The Motley Fool Discussion Boards
Investment Analysis Clubs / Macro Economic Trends and Risks
|Subject: Re: Derivatives rules -- loose as usual||Date: 5/16/2013 9:26 PM|
|Author: NajdorfSicilian||Number: 423070 of 508618|
Because it was IR derivatives and FX swaps that made the banks lose money. Sure it was. Not the fact that Citi, BofA, Bear, Lehman were levered 32x to the RE market and mortgages...which is how pretty much every US bank in history has gone bust, ever.
IR swaps are 75% of the entire market. About 90% of these trades are pure fixed-to-floating swaps. Virtually all of these are hedged, the market maker just clips their 2-5 bps to sit in the middle.
FX is about 10%. Around 85% of fx derivatives are simple forward exchanges, or swaps. Vivendi gives Disney Euros for a year, and Disney gives Vivendi dollars for a year [or 3] at a rate agreed upon today. At the end of the term, they swap back. That's it.
CDS, commodity, and equity-linked very are tiny percentages, low single-digits.
Derivatives were invented approximately 3,000 years ago to hedge risk. They have yet to break a financial system.

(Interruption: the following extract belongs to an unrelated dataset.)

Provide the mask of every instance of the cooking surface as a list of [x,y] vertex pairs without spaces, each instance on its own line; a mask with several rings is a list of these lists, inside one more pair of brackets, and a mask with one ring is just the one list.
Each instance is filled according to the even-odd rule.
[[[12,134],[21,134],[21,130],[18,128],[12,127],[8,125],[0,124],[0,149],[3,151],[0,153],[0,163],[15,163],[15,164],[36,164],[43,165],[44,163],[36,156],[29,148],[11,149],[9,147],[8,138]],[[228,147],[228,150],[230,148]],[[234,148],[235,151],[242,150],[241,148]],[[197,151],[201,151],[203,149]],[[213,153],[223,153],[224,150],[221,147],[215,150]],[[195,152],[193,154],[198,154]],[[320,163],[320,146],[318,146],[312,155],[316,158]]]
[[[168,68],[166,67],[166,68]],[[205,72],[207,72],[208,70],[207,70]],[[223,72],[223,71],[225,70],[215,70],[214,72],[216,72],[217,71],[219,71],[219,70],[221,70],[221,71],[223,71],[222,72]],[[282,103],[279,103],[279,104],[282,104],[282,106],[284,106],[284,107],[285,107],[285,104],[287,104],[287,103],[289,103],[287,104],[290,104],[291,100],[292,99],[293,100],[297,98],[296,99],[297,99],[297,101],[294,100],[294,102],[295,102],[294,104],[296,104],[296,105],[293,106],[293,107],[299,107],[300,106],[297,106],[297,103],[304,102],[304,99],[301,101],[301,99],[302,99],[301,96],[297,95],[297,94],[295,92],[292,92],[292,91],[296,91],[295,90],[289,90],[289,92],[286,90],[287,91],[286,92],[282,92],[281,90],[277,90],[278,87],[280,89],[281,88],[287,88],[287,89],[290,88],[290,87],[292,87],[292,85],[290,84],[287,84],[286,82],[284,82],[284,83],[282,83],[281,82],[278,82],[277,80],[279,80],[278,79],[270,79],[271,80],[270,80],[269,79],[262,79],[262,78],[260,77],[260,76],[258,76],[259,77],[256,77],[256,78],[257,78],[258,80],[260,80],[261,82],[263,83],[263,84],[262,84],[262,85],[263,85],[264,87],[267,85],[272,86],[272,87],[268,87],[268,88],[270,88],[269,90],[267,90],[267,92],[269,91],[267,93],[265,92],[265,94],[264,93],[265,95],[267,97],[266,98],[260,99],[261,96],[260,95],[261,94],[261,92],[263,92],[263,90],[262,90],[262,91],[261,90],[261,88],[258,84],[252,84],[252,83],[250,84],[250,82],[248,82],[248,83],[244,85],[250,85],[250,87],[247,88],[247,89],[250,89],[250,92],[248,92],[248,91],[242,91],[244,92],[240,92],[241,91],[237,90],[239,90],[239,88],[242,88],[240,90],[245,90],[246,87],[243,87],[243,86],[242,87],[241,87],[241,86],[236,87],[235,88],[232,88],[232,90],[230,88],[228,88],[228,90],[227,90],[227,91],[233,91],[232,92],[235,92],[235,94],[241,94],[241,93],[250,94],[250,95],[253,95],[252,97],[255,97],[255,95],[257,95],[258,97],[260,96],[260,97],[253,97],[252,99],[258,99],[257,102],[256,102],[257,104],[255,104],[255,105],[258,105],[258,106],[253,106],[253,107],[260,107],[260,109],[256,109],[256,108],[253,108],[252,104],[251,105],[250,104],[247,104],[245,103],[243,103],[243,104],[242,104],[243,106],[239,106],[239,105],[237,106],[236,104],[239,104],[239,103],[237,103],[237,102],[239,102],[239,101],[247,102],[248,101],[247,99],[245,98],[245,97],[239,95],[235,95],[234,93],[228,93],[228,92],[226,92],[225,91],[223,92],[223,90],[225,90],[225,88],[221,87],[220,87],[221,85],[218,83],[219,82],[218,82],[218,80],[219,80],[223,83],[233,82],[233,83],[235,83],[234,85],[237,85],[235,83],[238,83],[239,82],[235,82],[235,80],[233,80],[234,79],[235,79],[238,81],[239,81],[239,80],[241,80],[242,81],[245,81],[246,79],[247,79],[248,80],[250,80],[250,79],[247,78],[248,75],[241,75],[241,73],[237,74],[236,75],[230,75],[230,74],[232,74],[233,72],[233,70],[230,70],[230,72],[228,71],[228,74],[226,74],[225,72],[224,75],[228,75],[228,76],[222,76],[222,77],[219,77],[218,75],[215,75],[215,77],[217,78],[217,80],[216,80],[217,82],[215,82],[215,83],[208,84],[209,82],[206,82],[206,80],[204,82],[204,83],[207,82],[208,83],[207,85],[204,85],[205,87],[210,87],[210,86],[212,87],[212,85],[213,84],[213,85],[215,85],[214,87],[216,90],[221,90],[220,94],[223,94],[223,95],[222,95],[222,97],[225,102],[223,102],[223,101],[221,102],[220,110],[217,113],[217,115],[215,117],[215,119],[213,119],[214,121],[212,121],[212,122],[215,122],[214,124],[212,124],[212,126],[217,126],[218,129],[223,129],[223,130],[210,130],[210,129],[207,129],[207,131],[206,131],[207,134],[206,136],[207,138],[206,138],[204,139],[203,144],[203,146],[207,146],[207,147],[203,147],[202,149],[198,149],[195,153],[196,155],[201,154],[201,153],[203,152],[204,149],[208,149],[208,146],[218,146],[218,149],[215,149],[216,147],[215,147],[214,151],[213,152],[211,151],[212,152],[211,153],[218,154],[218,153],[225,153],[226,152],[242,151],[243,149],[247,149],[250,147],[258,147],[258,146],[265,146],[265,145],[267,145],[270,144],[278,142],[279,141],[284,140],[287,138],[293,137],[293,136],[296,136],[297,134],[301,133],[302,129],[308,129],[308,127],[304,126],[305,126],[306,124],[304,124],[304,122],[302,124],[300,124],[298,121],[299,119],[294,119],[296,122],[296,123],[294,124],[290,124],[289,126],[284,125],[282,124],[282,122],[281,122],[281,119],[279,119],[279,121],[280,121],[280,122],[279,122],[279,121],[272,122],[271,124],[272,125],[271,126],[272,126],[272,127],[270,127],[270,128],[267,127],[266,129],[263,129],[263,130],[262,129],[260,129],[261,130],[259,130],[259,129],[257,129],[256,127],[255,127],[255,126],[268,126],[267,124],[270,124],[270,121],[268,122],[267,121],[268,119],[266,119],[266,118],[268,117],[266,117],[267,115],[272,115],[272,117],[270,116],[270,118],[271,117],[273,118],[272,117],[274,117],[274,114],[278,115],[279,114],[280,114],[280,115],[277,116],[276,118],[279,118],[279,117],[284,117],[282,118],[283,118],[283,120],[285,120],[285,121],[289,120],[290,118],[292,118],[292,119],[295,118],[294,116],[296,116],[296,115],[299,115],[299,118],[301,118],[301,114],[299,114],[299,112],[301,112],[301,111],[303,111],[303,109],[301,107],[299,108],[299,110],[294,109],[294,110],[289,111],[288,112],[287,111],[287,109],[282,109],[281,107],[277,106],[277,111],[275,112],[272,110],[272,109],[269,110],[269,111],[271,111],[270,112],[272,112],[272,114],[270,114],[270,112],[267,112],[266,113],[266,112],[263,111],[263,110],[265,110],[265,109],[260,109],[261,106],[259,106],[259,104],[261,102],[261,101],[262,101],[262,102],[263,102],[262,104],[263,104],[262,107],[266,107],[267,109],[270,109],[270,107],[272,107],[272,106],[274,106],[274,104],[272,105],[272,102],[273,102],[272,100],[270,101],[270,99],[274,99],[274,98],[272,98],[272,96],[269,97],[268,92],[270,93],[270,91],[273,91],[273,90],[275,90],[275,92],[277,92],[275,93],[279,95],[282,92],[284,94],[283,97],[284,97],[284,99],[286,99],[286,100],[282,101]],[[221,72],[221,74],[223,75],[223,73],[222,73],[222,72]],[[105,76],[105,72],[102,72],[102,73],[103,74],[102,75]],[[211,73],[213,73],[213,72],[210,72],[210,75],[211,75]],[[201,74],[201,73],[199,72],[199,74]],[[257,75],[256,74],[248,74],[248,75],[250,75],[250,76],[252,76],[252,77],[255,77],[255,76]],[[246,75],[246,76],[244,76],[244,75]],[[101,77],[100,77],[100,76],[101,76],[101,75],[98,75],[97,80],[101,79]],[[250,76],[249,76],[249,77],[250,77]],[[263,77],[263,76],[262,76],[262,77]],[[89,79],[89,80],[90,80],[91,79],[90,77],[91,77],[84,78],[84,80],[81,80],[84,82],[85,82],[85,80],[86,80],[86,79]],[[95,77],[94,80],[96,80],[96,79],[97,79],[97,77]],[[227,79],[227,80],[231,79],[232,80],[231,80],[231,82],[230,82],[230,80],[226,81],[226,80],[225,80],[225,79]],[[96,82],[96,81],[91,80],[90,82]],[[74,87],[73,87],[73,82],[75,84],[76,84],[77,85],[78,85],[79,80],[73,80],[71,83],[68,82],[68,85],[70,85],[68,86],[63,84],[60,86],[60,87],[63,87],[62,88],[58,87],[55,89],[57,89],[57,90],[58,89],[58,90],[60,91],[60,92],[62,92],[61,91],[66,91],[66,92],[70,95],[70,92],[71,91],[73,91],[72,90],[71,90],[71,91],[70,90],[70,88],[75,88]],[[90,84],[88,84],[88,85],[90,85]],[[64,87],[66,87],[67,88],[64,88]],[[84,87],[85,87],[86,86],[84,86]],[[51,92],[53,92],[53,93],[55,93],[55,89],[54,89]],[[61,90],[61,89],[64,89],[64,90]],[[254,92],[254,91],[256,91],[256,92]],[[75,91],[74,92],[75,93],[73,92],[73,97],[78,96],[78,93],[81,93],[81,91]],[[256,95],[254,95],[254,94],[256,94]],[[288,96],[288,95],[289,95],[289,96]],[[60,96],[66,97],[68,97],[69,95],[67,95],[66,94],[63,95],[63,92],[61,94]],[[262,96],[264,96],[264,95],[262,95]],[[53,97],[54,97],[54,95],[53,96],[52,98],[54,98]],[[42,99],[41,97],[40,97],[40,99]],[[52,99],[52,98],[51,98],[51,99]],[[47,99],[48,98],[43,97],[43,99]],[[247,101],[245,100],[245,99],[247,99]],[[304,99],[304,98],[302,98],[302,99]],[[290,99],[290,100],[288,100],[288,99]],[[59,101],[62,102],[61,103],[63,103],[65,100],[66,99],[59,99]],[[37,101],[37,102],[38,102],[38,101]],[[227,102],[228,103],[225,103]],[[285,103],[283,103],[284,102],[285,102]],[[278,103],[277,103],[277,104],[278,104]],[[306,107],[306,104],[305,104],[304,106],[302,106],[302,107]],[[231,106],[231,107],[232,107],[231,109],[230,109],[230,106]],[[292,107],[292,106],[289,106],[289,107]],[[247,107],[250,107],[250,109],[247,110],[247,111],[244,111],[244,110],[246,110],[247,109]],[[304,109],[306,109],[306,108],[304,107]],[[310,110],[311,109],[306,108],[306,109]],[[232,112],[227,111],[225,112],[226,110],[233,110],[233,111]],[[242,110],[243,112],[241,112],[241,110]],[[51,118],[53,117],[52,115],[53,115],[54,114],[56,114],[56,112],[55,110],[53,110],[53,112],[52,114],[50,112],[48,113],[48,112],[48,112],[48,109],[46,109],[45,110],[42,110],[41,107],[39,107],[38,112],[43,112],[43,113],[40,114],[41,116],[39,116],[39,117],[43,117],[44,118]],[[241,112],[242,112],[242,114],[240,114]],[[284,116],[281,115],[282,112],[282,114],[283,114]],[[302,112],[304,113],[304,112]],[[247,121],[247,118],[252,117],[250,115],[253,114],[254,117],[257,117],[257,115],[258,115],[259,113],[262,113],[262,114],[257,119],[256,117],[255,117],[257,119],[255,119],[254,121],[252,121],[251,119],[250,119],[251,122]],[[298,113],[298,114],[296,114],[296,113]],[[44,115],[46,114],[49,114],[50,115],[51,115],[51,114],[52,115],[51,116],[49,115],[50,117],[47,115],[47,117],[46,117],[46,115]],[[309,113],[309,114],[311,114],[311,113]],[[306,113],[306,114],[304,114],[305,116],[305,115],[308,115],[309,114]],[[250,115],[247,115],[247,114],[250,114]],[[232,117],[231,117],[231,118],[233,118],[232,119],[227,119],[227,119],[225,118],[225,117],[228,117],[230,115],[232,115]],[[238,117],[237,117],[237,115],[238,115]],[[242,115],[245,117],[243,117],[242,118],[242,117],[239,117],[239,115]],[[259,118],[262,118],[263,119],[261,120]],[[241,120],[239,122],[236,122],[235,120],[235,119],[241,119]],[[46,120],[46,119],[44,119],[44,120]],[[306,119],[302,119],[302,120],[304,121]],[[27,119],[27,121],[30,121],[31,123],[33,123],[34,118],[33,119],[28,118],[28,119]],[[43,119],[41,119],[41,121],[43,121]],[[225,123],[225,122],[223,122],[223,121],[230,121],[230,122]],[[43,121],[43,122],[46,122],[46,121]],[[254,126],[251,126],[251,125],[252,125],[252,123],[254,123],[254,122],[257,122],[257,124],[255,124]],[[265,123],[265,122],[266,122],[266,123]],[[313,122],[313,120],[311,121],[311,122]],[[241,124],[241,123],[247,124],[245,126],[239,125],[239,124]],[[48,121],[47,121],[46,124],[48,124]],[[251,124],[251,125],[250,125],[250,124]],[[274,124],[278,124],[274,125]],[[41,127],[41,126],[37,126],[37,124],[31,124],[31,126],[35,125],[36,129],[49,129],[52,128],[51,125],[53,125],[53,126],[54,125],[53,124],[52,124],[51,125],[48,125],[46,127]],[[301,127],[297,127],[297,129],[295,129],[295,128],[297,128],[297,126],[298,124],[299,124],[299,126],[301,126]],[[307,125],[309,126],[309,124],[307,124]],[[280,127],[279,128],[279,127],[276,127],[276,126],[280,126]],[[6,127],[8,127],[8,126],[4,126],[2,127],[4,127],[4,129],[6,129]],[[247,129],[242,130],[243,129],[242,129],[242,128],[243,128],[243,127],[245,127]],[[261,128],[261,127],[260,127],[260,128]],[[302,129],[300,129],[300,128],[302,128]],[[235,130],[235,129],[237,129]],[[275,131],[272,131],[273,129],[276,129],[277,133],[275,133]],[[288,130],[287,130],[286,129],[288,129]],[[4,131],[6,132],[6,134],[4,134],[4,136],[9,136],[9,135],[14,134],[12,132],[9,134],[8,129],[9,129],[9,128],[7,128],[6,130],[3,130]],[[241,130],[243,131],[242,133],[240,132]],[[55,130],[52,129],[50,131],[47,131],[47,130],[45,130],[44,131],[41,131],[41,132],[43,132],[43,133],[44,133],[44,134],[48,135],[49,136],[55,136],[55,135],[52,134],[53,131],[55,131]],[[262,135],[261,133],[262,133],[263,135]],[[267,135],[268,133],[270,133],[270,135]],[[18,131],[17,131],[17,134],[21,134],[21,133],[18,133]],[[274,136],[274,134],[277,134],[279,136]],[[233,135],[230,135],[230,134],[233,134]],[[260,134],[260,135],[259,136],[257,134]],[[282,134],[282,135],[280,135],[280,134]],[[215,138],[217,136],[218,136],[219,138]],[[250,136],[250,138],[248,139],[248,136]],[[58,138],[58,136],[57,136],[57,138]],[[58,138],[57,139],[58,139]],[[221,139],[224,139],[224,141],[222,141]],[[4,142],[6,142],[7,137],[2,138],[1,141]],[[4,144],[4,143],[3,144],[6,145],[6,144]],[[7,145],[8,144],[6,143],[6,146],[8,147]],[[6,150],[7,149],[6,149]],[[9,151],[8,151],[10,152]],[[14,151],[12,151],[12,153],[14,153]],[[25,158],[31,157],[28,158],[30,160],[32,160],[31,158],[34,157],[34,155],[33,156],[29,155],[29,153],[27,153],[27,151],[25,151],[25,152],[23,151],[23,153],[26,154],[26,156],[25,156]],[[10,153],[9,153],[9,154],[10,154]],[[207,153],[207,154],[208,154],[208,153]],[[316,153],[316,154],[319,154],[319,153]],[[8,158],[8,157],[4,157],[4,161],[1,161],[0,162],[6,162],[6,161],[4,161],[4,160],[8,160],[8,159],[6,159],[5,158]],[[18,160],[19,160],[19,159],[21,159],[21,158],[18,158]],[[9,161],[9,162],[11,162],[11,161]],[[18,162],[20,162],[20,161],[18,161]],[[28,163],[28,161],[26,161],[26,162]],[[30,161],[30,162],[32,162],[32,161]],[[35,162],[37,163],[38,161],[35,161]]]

Notional is a useless number, to wit: JPM agrees to swap a fixed 2% payment for 10 years to GS and receive Libor of $700 Tn notional. The next day they do opposite swap with GS. They just added $1400 Trillion of derivative contracts into the system. But no additional risk of any sort.
Notional is just a number the know-nothings in the media use to scare the ignorant, the rubes, and the witless in order to sell papers.